On the expense side, CROP isn’t leasing property and spending their money upgrading someone else’s site. They’re purchasing real estate and owning the whole enchilada, which means they’re anchored into an asset that’s worth something, like a Real Estate Investment Trust (REIT).
On their revenue side, they’re charging tenants a 60% preferential payback through lease and management fees. Once their capital is deployed in full, they apply a 30% land management fee – essentially a royalty – in perpetuity.
Producing is only half the battle in Washington State. There are a lot of guys producing ditchweed and selling trashbags filled with the stuff at auction, because actually establishing logistics and sales networks and packaging and branding and quality levels that consumers want to pay for is tough stuff. You might be able to grow, but can you sell?
So CROP has an operating license holder or tenant grower, who can take that product, brand it appropriately, put it into their sales network, get it on shelves, and share the proceeds.
What CROP is offering here isn’t standard vanilla leaseback financing. They’re closer to Cannabis Wheaton (CBW.V) than they are Vodis Pharmaceuticals (VP.C), which has been running an early model of the leaseback system in Washington State for two years.
The concept here isn’t ‘a cheap way in to the market‘, it’s a ‘strength in numbers‘ deal that allows the best growers in Washington State to work almost as a co-op, while CROP brings them quality and cash and clients and security and sales.
Part of that is infrastructure – roads, fertilizer storage, shipment facilities, and an electrical set up that brings in enough power that you might not want to stand too close to it lest your hairstyle forever change.
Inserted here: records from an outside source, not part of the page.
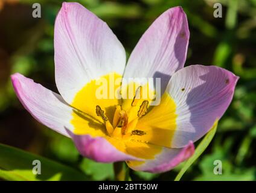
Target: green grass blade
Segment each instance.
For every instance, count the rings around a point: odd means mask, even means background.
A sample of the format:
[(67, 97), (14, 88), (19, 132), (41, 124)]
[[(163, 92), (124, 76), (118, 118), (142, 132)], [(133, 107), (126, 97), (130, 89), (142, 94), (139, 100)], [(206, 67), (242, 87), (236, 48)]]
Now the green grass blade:
[(194, 161), (197, 159), (198, 157), (199, 157), (199, 156), (205, 150), (205, 149), (207, 148), (211, 140), (213, 139), (213, 137), (214, 136), (215, 133), (216, 133), (217, 125), (218, 122), (216, 121), (213, 125), (212, 128), (205, 135), (203, 140), (202, 140), (200, 144), (197, 145), (196, 150), (194, 151), (194, 154), (187, 160), (184, 166), (181, 169), (180, 172), (176, 177), (174, 181), (179, 181), (182, 176), (186, 172), (186, 171), (189, 168), (189, 167), (194, 162)]

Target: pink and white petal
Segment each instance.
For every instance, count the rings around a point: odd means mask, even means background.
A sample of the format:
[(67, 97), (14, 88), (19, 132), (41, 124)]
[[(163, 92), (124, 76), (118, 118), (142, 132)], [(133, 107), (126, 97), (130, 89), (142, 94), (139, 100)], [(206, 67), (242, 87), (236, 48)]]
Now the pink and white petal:
[(124, 49), (107, 25), (78, 3), (63, 2), (55, 22), (54, 60), (58, 90), (68, 103), (92, 79), (123, 75)]
[(184, 148), (163, 148), (162, 153), (158, 154), (154, 159), (146, 160), (142, 164), (132, 165), (132, 161), (128, 162), (127, 164), (134, 170), (152, 173), (164, 172), (173, 169), (179, 163), (190, 157), (194, 152), (194, 144), (190, 141)]
[(171, 147), (181, 148), (205, 134), (229, 106), (238, 77), (214, 66), (191, 65), (176, 72), (166, 89), (176, 106)]
[(173, 74), (184, 66), (189, 36), (182, 8), (168, 9), (141, 37), (129, 59), (124, 78), (161, 78), (164, 91)]
[(64, 126), (73, 129), (69, 123), (72, 109), (60, 95), (18, 73), (11, 75), (11, 81), (19, 100), (36, 119), (69, 137)]
[(72, 138), (80, 153), (96, 162), (109, 163), (141, 160), (118, 150), (104, 138), (92, 138), (89, 134), (77, 135), (68, 129), (67, 132)]

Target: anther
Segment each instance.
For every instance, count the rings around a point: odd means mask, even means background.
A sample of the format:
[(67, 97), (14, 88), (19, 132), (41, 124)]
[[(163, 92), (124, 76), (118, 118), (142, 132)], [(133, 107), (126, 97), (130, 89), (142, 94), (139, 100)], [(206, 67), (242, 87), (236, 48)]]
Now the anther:
[(98, 105), (96, 106), (96, 114), (97, 116), (101, 117), (103, 121), (108, 121), (107, 117), (106, 117), (105, 114), (104, 113), (104, 110), (101, 110), (101, 108), (100, 108)]
[(144, 101), (139, 107), (139, 110), (138, 112), (138, 116), (141, 117), (144, 115), (147, 112), (147, 106), (149, 105), (148, 101)]
[(138, 102), (142, 98), (142, 87), (141, 86), (136, 90), (135, 95), (134, 96), (133, 100), (132, 102), (132, 106), (136, 106)]

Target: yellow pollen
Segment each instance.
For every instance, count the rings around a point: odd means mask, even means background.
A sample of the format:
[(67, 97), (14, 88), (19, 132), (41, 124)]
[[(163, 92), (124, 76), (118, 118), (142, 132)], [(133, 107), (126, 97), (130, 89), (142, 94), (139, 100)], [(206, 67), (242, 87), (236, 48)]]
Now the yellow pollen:
[(142, 87), (139, 86), (137, 90), (136, 90), (135, 96), (134, 96), (133, 100), (132, 103), (132, 106), (136, 106), (138, 102), (139, 101), (141, 98), (142, 97)]
[(149, 101), (144, 101), (142, 102), (142, 104), (141, 104), (139, 110), (138, 112), (138, 116), (141, 117), (143, 115), (145, 115), (145, 114), (147, 112), (147, 106), (149, 105)]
The cost? $0.02 per kWh.
And, trust me on this – there is NO SHORTAGE of licensees lining up to be a part of this solution.
While Washington State presents early opportunities and a good regulatory system from which to work, it’s not the be all/end all for CROP. There are a multitude of other states that have either turned fully recreational (Colorado, California, Nevada), or are running hard with medical use (Florida, Arizona, the entire US northeast), and CROP promises to be aggressive in getting similar systems into other parts of Washington and those evolving marijuana states as opportunities arise.
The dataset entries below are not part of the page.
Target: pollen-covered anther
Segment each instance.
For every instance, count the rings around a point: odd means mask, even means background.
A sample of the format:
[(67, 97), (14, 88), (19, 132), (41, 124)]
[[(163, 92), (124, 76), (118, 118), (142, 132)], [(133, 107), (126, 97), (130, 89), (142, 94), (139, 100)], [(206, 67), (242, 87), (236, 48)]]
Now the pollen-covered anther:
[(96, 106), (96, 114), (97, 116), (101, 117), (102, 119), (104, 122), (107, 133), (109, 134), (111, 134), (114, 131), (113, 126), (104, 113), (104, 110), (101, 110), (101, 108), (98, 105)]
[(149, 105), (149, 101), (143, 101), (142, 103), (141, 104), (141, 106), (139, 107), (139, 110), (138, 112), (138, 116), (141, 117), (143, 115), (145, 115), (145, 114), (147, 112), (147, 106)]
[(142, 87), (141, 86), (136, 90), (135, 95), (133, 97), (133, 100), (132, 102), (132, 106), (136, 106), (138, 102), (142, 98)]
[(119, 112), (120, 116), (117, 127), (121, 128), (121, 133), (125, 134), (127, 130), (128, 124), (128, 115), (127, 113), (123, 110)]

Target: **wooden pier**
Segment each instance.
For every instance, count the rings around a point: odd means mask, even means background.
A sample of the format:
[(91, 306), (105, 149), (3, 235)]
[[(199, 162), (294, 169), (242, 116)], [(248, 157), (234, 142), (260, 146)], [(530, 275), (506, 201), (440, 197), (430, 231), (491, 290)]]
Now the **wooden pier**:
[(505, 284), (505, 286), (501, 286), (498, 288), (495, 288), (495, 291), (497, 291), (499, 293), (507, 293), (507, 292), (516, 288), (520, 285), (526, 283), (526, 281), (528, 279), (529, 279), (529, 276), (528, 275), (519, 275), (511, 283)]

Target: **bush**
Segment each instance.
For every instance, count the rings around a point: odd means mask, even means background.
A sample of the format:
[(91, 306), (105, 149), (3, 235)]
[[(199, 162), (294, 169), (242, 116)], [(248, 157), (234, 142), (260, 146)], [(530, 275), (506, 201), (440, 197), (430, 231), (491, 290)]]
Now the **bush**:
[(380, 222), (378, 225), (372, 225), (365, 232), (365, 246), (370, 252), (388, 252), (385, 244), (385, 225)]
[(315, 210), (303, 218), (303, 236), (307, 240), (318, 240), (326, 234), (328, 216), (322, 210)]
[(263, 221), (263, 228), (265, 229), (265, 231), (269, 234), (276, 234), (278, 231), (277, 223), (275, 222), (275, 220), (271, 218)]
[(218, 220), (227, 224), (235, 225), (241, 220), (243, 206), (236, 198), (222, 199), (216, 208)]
In fact, this system lends itself to use in Canada, where the rules have started to evolve and licensees now number into the 90’s – to the point where the phrase ‘License Friday’ has been coined to describe the weekly approvals of new licenses.
While a lot of those companies have taken money from Cannabis Wheaton, or Invictus MD Strategies (IMH.C) or Cronos (CRON.V) or CannaRoyalty (CRZ.C) or (in California) FinCanna (CALI.C), or the soon-to-be public Greentec (GTEC), a system that brings about a low cost growing environment with a ready made sales channel, in a US state that is busy enough to bring in $1.4 billion in sales, and $300m+ in tax revenue annually, is well worth looking into.
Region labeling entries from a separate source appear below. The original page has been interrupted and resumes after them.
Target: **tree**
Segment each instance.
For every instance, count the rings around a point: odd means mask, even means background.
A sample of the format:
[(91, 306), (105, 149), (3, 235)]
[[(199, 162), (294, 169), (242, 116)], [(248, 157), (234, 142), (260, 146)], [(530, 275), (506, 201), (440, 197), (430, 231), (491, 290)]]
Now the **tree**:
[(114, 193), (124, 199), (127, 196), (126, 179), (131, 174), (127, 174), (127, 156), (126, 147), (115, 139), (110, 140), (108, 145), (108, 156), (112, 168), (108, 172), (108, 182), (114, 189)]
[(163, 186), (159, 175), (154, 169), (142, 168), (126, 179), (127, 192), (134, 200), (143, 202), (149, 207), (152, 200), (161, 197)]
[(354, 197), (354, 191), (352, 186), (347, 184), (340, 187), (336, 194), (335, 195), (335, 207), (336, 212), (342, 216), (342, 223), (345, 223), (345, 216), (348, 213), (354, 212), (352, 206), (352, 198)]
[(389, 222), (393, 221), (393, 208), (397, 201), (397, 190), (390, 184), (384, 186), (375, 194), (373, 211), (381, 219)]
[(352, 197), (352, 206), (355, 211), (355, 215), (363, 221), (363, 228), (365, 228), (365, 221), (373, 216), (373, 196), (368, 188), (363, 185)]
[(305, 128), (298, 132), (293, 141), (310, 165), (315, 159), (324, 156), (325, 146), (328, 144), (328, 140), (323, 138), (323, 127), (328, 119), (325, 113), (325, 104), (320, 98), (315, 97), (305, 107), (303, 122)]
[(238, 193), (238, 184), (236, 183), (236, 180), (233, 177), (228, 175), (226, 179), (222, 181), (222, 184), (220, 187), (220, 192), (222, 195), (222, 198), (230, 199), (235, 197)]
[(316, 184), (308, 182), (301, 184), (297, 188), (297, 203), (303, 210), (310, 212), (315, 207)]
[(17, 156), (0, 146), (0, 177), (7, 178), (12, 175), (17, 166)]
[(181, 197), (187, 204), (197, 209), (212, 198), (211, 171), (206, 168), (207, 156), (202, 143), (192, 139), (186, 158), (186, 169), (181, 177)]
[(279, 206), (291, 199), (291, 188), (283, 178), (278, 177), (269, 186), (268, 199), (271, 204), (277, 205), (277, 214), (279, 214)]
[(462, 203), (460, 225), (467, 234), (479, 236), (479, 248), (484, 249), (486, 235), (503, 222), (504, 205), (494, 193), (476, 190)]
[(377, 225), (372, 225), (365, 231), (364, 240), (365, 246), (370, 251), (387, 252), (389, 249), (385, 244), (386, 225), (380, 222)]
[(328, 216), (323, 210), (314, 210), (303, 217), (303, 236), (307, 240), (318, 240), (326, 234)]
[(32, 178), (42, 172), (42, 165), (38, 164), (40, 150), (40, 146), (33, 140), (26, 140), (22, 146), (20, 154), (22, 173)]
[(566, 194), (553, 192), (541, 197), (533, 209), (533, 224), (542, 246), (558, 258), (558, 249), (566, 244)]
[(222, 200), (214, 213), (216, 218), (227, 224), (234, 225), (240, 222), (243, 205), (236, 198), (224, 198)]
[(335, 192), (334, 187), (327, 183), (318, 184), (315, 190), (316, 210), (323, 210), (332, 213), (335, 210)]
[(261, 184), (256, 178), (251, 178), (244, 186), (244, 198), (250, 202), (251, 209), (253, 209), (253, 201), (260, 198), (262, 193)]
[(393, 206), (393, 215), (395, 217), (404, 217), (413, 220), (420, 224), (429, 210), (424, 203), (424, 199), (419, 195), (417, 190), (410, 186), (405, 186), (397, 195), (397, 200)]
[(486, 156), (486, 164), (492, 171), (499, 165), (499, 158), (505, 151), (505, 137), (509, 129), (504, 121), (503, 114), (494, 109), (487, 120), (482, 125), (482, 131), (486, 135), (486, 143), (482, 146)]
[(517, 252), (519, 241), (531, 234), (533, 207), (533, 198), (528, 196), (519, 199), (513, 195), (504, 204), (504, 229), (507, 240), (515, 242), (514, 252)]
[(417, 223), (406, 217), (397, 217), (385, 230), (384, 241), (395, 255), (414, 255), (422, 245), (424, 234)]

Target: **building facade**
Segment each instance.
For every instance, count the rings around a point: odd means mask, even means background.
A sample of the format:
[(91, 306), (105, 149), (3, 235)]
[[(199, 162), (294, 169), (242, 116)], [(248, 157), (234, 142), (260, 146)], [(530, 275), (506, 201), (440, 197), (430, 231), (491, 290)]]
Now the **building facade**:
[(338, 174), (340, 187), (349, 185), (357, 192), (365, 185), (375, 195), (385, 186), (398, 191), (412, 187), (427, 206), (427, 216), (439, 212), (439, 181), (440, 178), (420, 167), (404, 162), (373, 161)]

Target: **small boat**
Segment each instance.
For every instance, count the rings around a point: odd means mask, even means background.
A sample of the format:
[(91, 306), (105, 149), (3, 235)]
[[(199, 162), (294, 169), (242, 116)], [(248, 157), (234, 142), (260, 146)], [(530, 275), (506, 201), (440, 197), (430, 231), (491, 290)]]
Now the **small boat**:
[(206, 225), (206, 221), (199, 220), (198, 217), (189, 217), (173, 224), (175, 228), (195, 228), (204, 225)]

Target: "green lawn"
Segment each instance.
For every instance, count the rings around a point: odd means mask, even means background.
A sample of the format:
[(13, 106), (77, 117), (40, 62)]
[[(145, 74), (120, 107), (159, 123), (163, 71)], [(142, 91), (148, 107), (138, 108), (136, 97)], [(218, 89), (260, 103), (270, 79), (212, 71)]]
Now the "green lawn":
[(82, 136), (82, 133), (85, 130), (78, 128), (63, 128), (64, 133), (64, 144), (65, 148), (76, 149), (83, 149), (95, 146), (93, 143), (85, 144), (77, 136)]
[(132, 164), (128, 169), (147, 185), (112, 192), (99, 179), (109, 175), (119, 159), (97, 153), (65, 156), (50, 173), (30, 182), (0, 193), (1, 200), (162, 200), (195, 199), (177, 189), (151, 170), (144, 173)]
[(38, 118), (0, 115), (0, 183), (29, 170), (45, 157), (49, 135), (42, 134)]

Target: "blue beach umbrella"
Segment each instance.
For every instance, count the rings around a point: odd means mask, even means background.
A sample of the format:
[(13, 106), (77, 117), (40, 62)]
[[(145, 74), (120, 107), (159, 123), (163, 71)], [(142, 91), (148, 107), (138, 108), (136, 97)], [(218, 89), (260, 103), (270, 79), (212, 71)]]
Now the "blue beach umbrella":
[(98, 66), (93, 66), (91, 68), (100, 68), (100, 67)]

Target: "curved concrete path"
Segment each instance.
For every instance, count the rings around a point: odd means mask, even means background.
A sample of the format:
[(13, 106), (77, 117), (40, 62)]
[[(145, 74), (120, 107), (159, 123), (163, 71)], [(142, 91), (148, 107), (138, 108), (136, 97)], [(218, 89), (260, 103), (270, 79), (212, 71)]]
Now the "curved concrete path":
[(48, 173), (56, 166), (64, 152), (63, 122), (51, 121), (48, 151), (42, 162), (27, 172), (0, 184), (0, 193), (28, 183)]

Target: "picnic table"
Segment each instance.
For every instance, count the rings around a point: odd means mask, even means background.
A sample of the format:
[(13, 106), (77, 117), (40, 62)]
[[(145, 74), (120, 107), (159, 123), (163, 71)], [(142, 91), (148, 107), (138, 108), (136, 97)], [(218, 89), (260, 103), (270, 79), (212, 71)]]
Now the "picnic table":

Especially with a current market cap of just $47 million.
In Canada, a licensed cannabis grow property of 43k sq. ft. would be worth multiples more than what CROP is valued at by the market right now. I’ve been getting a lot of inquiries from investors asking where the value is in the current market, with so many LPs being beat up by market forces after years of high valuations.
Services. Picks and shovels. Branding. Products. International opportunities.
CROP hits the mark on all of these fronts. It’s not a bet on farming, it’s a bet that farmers will need a lot of help to grow (no pun intended), and will bet the farm (okay, pun intended) on a way to be able to focus on just what they do best.